5. Okhta Tower (St. Petersburg, Russia)
Designed by UK architecture firm, RMJM, the Okhta Tower is slated to become the new headquarters of Gazprom, the monolithic Russian Gas Company. Situated right nearby the River Neva in St. Petersburg, the structure will emphasise new levels of ecological design.
The double layered outer shell of the needle-like tower is designed in such a way so as to maximize the amount of sunlight that penetrates the interior of the building, and it helps ensure that most of the heat energy stays within the structure during the harsh and cold winters.
6. 340 on the Park (Chicago, US)
Chicago’s 340 on the Park was designed by Solomon Cordwell Buenz and is the first residential tower in Mid-western America to attain the silver LEED certification. Featuring high tech insulation and rainwater capture systems, this structure really sets the environmental benchmark for residential skyscrapers in the US.
340 on the Park was designed with the energy consuming human in mind, and thus integrates only the most efficient of technologies within the living and common spaces; there’s even a two story winter garden starting on the 25th floor that makes great use of the special windows designed for optimal sunlight dispersion throughout the building.
7. The Lighthouse Tower (Dubai, United Arab Emirates)
The Dubai International Financial Center plans on inhabiting this skyscraper dubbed “The Lighthouse Tower”. Designed by Atkins Middle East, the 66-story tower boasts a proposed amount of 4000 solar panels that will be integrated into the south facing facade, as well as three huge 225 kilowatt wind turbines.
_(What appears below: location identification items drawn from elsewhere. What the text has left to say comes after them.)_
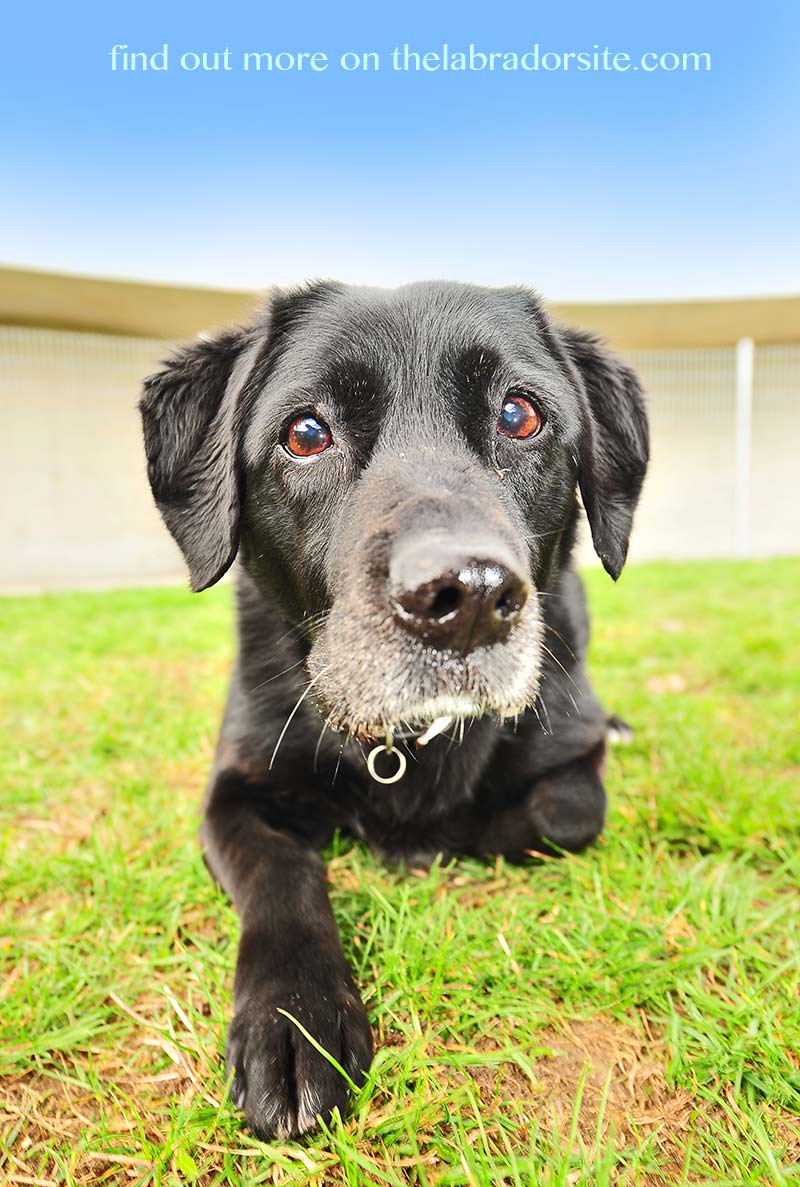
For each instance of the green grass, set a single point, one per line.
(627, 1016)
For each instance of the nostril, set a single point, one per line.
(445, 602)
(510, 600)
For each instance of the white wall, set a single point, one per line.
(75, 507)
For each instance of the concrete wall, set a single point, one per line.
(75, 507)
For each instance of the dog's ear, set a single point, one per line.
(615, 446)
(191, 416)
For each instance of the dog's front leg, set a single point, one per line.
(290, 959)
(563, 810)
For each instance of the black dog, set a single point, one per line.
(398, 473)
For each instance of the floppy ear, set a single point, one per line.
(615, 448)
(191, 416)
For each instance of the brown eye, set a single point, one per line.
(308, 436)
(519, 417)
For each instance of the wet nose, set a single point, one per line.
(471, 601)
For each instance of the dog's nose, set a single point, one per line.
(474, 602)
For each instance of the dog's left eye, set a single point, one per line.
(519, 417)
(308, 436)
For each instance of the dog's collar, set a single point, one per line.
(387, 747)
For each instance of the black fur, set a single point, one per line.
(411, 382)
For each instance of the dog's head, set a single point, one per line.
(398, 470)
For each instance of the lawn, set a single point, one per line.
(630, 1015)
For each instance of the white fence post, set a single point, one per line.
(744, 360)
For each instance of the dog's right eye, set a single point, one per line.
(306, 436)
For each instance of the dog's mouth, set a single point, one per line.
(369, 680)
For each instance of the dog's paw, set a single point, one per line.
(279, 1079)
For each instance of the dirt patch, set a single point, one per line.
(610, 1080)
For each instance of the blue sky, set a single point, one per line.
(588, 185)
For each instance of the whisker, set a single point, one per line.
(322, 734)
(562, 639)
(567, 674)
(291, 716)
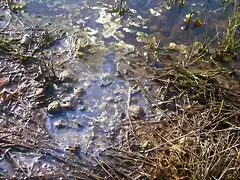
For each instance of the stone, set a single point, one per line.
(54, 107)
(79, 92)
(66, 105)
(60, 124)
(136, 111)
(67, 76)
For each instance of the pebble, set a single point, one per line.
(59, 124)
(54, 107)
(136, 111)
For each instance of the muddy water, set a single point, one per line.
(96, 114)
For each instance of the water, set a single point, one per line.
(100, 111)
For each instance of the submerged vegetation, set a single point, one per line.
(192, 129)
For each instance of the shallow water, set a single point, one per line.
(101, 109)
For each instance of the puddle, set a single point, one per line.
(96, 114)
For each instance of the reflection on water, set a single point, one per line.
(95, 116)
(106, 95)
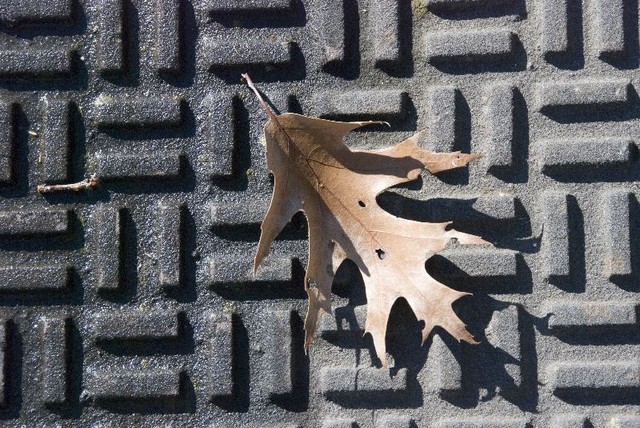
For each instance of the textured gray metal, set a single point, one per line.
(134, 304)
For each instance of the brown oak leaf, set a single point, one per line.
(336, 188)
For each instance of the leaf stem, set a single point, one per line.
(88, 183)
(263, 103)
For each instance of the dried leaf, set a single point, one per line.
(337, 188)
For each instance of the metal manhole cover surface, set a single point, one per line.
(134, 303)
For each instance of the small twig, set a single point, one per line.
(88, 183)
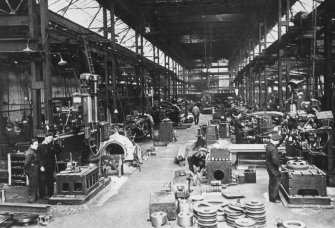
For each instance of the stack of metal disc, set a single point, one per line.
(221, 214)
(245, 223)
(196, 206)
(207, 217)
(185, 219)
(256, 211)
(158, 219)
(233, 212)
(219, 205)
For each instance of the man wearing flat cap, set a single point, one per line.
(47, 167)
(273, 167)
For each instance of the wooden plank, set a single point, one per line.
(25, 207)
(13, 46)
(14, 20)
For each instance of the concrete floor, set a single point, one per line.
(125, 203)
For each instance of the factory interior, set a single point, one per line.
(167, 113)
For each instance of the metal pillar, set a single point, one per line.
(35, 68)
(260, 88)
(113, 71)
(44, 22)
(266, 88)
(169, 80)
(107, 111)
(328, 75)
(280, 69)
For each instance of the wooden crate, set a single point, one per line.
(163, 201)
(80, 183)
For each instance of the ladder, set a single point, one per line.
(88, 56)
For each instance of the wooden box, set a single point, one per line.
(163, 201)
(80, 183)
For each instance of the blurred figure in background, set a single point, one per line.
(31, 168)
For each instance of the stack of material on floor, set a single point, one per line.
(256, 211)
(185, 219)
(233, 212)
(165, 132)
(158, 219)
(207, 217)
(245, 223)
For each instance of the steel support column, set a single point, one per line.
(35, 69)
(328, 76)
(280, 53)
(113, 71)
(107, 105)
(46, 65)
(266, 88)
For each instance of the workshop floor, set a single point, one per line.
(125, 202)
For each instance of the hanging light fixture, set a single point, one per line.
(124, 74)
(27, 49)
(61, 62)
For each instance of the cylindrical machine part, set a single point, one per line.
(87, 108)
(224, 130)
(87, 132)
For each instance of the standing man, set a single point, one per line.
(196, 114)
(273, 167)
(238, 127)
(31, 169)
(10, 134)
(47, 167)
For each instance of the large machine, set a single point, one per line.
(87, 145)
(304, 184)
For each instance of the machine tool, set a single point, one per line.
(304, 184)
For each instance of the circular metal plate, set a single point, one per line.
(294, 224)
(245, 222)
(297, 165)
(25, 218)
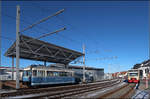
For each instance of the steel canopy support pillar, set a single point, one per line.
(17, 47)
(12, 68)
(44, 63)
(83, 63)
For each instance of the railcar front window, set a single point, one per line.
(133, 74)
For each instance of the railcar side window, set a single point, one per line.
(41, 73)
(56, 74)
(49, 73)
(34, 72)
(26, 73)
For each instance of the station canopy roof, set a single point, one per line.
(34, 49)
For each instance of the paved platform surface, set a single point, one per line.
(142, 92)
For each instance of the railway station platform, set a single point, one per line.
(142, 92)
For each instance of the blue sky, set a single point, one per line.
(107, 29)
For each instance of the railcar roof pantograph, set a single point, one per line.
(34, 49)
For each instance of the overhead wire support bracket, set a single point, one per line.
(42, 20)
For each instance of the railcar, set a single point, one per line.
(42, 75)
(133, 76)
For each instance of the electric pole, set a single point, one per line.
(0, 29)
(17, 47)
(83, 63)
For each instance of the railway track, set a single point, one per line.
(125, 91)
(59, 92)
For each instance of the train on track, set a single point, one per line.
(42, 75)
(133, 76)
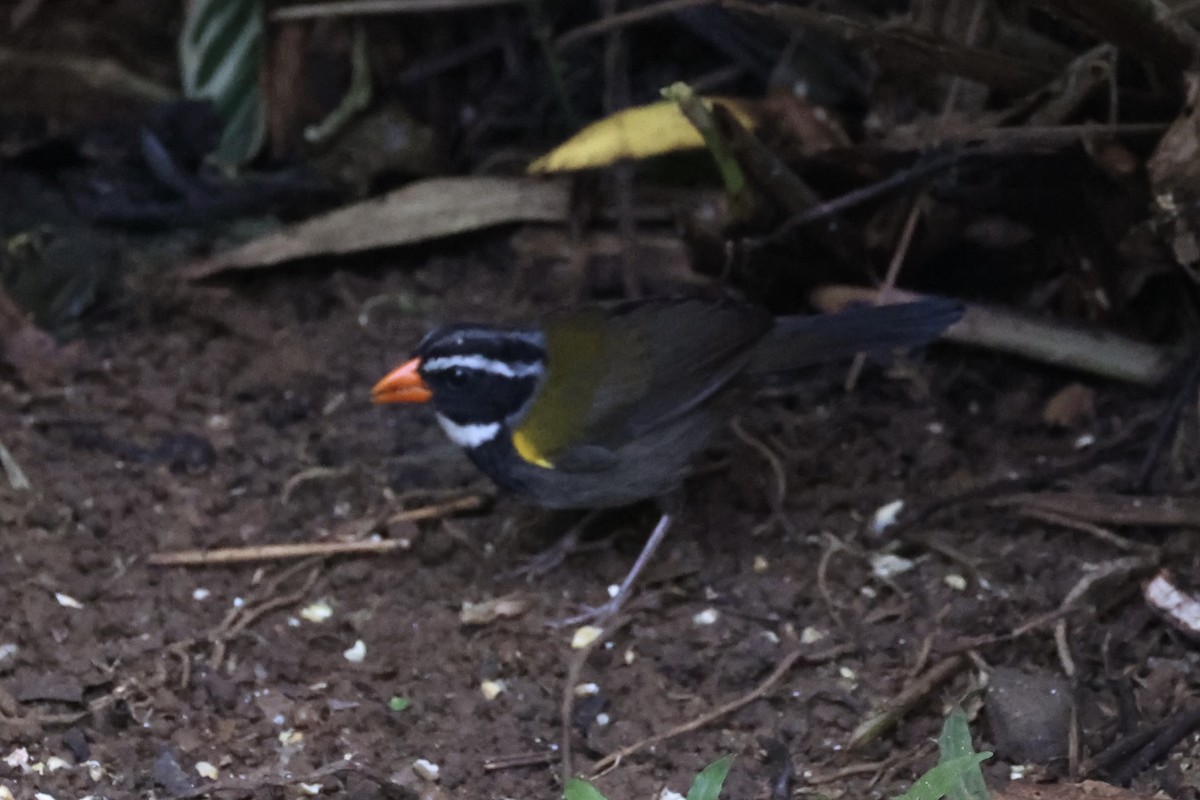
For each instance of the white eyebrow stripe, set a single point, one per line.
(469, 435)
(483, 364)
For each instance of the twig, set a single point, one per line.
(567, 707)
(905, 701)
(1169, 734)
(777, 468)
(1186, 394)
(625, 19)
(786, 663)
(889, 280)
(535, 758)
(1102, 534)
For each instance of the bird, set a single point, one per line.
(607, 404)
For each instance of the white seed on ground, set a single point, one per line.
(585, 636)
(317, 612)
(357, 654)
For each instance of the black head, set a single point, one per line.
(480, 374)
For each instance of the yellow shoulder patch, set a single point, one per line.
(528, 451)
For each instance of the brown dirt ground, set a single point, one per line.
(193, 417)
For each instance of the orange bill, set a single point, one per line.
(402, 385)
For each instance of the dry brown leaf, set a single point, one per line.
(634, 133)
(420, 211)
(1085, 791)
(489, 611)
(1071, 407)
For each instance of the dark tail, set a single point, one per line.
(803, 341)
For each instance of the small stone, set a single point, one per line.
(75, 740)
(887, 565)
(1030, 715)
(67, 601)
(886, 516)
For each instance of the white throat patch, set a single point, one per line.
(483, 364)
(469, 435)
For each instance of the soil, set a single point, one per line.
(237, 414)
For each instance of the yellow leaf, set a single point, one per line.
(637, 132)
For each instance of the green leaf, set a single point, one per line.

It’s estimated that the tower design along with integrated technologies will knock off 65% of the overall energy needs. Developers in Dubai are touting this strucutre as just one of many planned “eco-scrapers” that will bring carbon emissions to new lows in terms of the building’s overall impact to the local environmental landscape.
8. CIS Tower (Manchester, England)
The Co-operative Insurance Solar Tower in Manchester, England set a new benchmark by retroactively installing renewable energy technology onto the service tower during a renovation in 2006. Boasting over 7000 solar panels and 24 wind turbines, the CIS tower no doubt represents a stunning achievement in what be accomplished when you combine skyscrapers and clean technology.
Currently, the structure can generate more than 10% of the energy it needs, but it’s still a technological marvel that serves as a great example of integrating renewable energy technologies into pre-existent architectural design.
9. The Hearst Tower (New York City, US)
The Hearst Tower was New York’s first skyscraper to receive the gold LEED certification. Nearly 80% of the steel used to create this structure was recycled, as well as much of the interior’s flooring and ceiling materials. The diamond-like shape of the steel support beams allow for less material to be needed in order to achieve the same level of structural integrity; the unique shaping of the structure also ensures copious amounts of sunlight are being taken advantage of.
The Hearst tower also makes excellent use of rainwater; there’s a 14,000 gallon tank in the basement of the building that serves as a starting point that enables the tower to shave off 50% of its water needs by treating and redirecting resources to irrigate plants and provide for a nifty water sculpture at the entrance of the building.
10. Gwanggyo (Seoul, South Korea)
Probably one of the most unique designs to ever see the drawing board, a Dutch architectural design firm named MVRDV won a bid to design a “self-sufficient city” called Gwanggyo that would be established 35 kilometers south of Seoul, Korea.
The buildings will resemble tall hill-like structures that emphasizes the maintenance of a more “organic landscape” that integrates itself seamlessly into its surroundings.
Built with population density in mind, this “eco-city” could house over 77,000 people and provide enough commercial and public space to satisfy all the needs of the community.
At the heart of the site would be a power plant that utilizes the most sophisticated of technologies for clean power generation and streamlined resource consumption. Currently, this project stands to completed by the end of 2011.